June 9, 2003

6/9/03 Brooklyn, NY A very

6/9/03 Brooklyn, NY

A very kind Alan McLeod praised the blog of your humble servant this weekend, so you should check him out tonight, as I just have. He raises the interesting (to me, at least) question of the dichotomy of blog-writing - do we do this because we are in some nature damaged, and need affirmation from the rest of the world ("look at me, ma!"), or is it intrinsically just the act of writing that is the most satisfying? Or is the boring answer "it's both"?

Lacking a "comments" button on this blog, I have to say my interest in writing here has remained pretty ensconced in the doing-it-for-the-sake-of-doing-it variety. There was a time when I would have used this thing for endless quests of romantic satisfaction, as I'm sure people from the old newsgroups would be more than happy to tell you, but those days are long gone. My own dating mishaps in the internet world taught me how little I knew about myself, and the depths of shallowness and cruelty of which I was capable. It doesn't help that half of the people on the internet in 1993 were certifiably insane, but I didn't do myself - or anyone else within email radius - any favors.
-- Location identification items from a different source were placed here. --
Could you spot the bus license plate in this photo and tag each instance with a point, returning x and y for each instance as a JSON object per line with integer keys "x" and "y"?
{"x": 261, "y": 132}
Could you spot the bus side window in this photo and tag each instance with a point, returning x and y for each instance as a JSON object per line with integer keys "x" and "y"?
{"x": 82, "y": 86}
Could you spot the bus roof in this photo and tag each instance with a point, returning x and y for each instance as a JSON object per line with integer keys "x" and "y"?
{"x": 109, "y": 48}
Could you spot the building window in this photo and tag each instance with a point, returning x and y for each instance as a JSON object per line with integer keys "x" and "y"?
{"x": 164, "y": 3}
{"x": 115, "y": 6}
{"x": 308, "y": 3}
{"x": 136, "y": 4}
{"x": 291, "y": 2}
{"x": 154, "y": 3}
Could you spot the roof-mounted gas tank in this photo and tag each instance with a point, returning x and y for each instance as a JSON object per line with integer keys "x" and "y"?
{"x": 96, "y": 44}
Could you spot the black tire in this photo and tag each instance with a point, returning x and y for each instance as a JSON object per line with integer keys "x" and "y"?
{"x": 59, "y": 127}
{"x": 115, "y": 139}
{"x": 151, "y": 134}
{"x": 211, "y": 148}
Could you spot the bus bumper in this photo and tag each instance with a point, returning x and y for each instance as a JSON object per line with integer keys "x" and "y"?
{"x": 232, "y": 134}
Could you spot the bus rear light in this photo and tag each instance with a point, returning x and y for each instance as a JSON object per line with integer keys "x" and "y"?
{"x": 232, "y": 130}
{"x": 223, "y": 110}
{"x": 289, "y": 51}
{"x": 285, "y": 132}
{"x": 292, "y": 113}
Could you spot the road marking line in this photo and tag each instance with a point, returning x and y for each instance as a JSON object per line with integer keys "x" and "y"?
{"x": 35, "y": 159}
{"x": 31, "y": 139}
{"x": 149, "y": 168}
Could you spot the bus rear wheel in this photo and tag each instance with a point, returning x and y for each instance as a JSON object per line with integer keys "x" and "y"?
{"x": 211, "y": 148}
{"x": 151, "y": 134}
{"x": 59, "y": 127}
I think a lot of people have a blog for the same reason many of us look in the phone book to see our own names: proof that we actually exist. A web page is still a published thing, it is a piece of virtual paper accessible by billions, and if it is extant, than surely so are we. By the same token, it's almost impossible to explain to someone over 65 where The Blog lies in the grand scheme of things; most of them think it's a newsletter that everyone gets. You try to explain that not that many people actually read it, but anyone on Earth could do so at the click of a button. They still don't get it. To them, if you put your antidepressant habits or butt problems on the Web (like me and my sister tend to do), you might as well buy a full-page ad in the Chicago Tribune.

In the end, I think having a blog while you're trying to be a writer is like playing in a cover band while you're working on your first album. Sometimes it's enough to be out in front of people singing "Private Eyes" for a little recognition. It keeps you limber, strengthens your bar chords, and never allows you to gag on your own pretension.